In article <141873@sun.Eng.Sun.COM> tut@cairo.Sun.COM (Bill "Bill" Tuthill) writes:
|I believe the ultimate answer is Unicode, a 16-bit code set that
|includes all known languages of the world in a single, interchangeable
|code set.  Developed by Joe Becker and others at Xerox, Apple, and
|elsewhere, Unicode represents a tremendous leap forward.  The main
|reason 16 bits is sufficient is that Chinese, Japanese and Korean
|pictographs have been combined so as to be complete and correctly
|ordered, though not necessarily contiguous.
|
|The main drawback to Unicode is that files will be twice as big.  But
|being able to exchange data without shifting and conversion is a huge
|advantage.  Space has even been left in the Unicode address space for
|ancient writing systems such as hieroglyphics and cuneiform.

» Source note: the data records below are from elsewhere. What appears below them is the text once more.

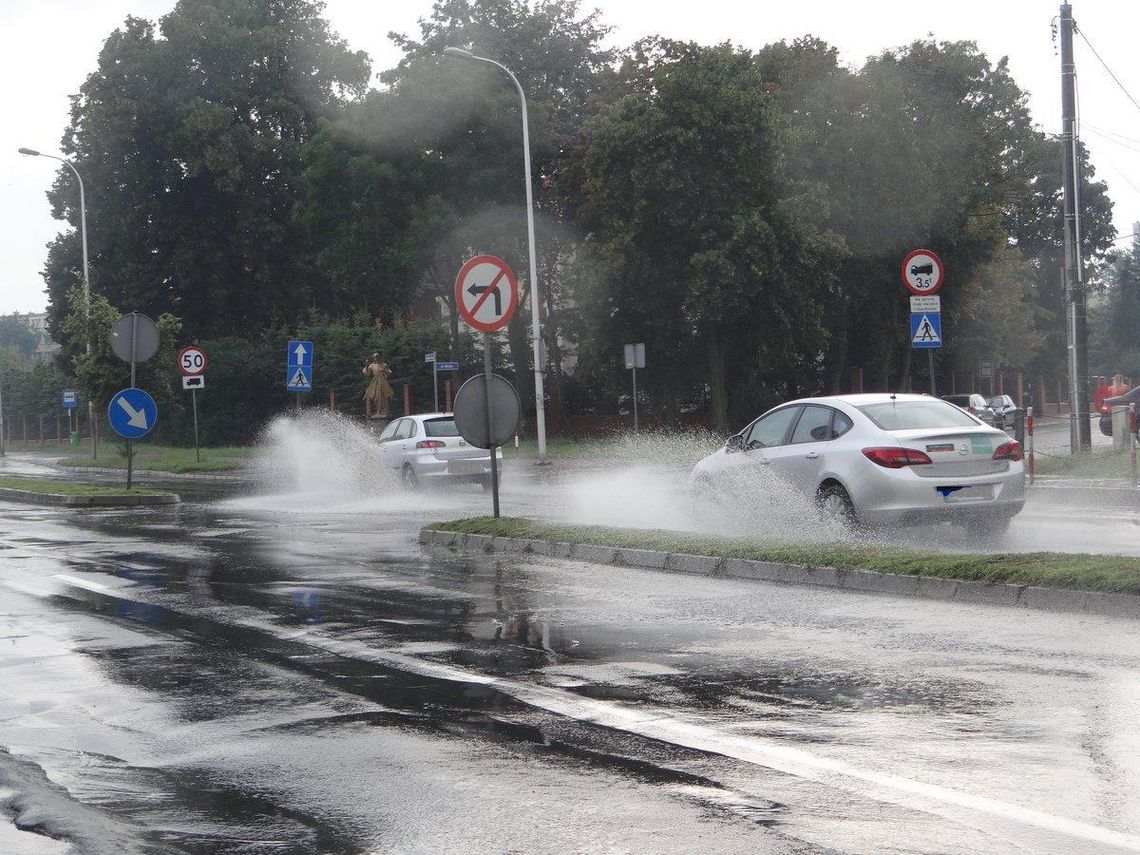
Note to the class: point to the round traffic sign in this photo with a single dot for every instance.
(486, 293)
(922, 271)
(470, 410)
(135, 338)
(192, 361)
(132, 413)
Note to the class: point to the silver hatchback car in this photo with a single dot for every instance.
(878, 459)
(428, 448)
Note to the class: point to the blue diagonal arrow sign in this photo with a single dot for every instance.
(132, 413)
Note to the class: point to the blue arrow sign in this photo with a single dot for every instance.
(299, 379)
(132, 413)
(926, 330)
(299, 353)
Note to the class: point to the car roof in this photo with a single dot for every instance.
(425, 416)
(860, 399)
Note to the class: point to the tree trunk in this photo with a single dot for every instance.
(717, 382)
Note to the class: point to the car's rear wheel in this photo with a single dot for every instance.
(408, 479)
(836, 505)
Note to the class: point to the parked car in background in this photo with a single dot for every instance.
(876, 459)
(974, 404)
(428, 448)
(1121, 400)
(1003, 408)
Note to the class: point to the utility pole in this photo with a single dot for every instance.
(1075, 298)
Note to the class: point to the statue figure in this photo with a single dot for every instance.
(379, 393)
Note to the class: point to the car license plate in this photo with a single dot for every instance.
(977, 493)
(465, 467)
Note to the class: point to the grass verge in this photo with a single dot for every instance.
(1048, 569)
(163, 458)
(67, 488)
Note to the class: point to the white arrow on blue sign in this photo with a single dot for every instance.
(132, 413)
(926, 330)
(299, 352)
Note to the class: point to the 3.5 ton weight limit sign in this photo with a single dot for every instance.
(486, 293)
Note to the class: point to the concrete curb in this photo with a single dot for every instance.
(55, 498)
(866, 581)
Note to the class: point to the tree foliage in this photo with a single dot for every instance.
(189, 140)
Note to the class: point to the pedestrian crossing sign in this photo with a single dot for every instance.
(299, 379)
(926, 330)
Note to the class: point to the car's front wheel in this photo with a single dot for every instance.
(408, 479)
(836, 505)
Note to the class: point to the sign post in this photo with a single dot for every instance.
(192, 363)
(133, 339)
(299, 368)
(635, 359)
(68, 399)
(922, 274)
(434, 379)
(487, 294)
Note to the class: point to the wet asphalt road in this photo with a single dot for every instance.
(292, 672)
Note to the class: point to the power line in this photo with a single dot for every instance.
(1115, 136)
(1112, 139)
(1105, 65)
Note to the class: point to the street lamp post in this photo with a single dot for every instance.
(539, 395)
(87, 281)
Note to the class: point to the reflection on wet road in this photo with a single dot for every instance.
(293, 673)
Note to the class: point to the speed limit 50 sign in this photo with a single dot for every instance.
(192, 361)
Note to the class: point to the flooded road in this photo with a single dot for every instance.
(292, 672)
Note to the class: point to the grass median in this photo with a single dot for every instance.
(68, 488)
(161, 458)
(1114, 573)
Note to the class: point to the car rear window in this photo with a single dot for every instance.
(913, 415)
(440, 428)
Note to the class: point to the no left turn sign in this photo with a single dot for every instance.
(486, 293)
(922, 271)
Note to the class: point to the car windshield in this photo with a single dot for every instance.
(912, 415)
(440, 428)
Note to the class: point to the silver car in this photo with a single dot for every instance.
(877, 459)
(428, 448)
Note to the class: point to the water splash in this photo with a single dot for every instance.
(322, 454)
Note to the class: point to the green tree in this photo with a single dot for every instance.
(189, 140)
(430, 171)
(711, 254)
(1115, 331)
(15, 332)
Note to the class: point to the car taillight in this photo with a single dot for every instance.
(1008, 452)
(896, 457)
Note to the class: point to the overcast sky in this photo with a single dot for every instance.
(48, 47)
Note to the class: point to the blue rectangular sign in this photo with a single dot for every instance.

This is be no means necessary.  Even the "large" versions of Kanji and
such-like only have 6000 or so characters.  Allowing for overlap, I would
immensely surprised if you couldn't take care of all the ideographic living
languages (mostly Chinese, Japanese, and Korean) in 15,000 characters, tops.
For non-ideograhpic languages, which tend to have no more than about 40
characters tops in no more than two variations (eg, capital and lowercase
for Roman; Katakana and Hiragana for Japanese), making for less than 100
characters total, we can accomidate more than 150 non-overlapping languages
in the same space.  This leaves 2,000 slots for "special" symbols and
punctuation, while still coming in at less than 32,000 characters.  Thus,
it can easily be fit into 15 bits.  That way, we can have the 127 or so
most common chacters encoded into a 7 bits.  Then if the eighth bit is
set, we know it starts a 15-bit character.

The obivous starting place it to make the 7-bit code be the current ASCII
code.  I suspect that this is close to the set of most commonly used 
characters world-wide, but it need not be the choice.  If such a scheme is
used, most files will be only a little bit longer than they are now, and
(assuming ASCII is used as the base), computer code will increase not one
wit.  Neither will English text.  Since English is the lingua franca of the
world these days, this will includes a lot international text, and not just
English.

Finally, such a scheme is not all that difficult to work with.  It is
certainly easier than shared 7- and 8-bit codes than include "shift"
characters.


-- 
-- Brian, the Man from Babble-on.		bts@unx.sas.com
-- (Brian Schellenberger)
"And when the votes were cast, the winner was . . .
 Mister James K. Polk, Napolean of the stump."        -- THEY MIGHT BE GIANTS.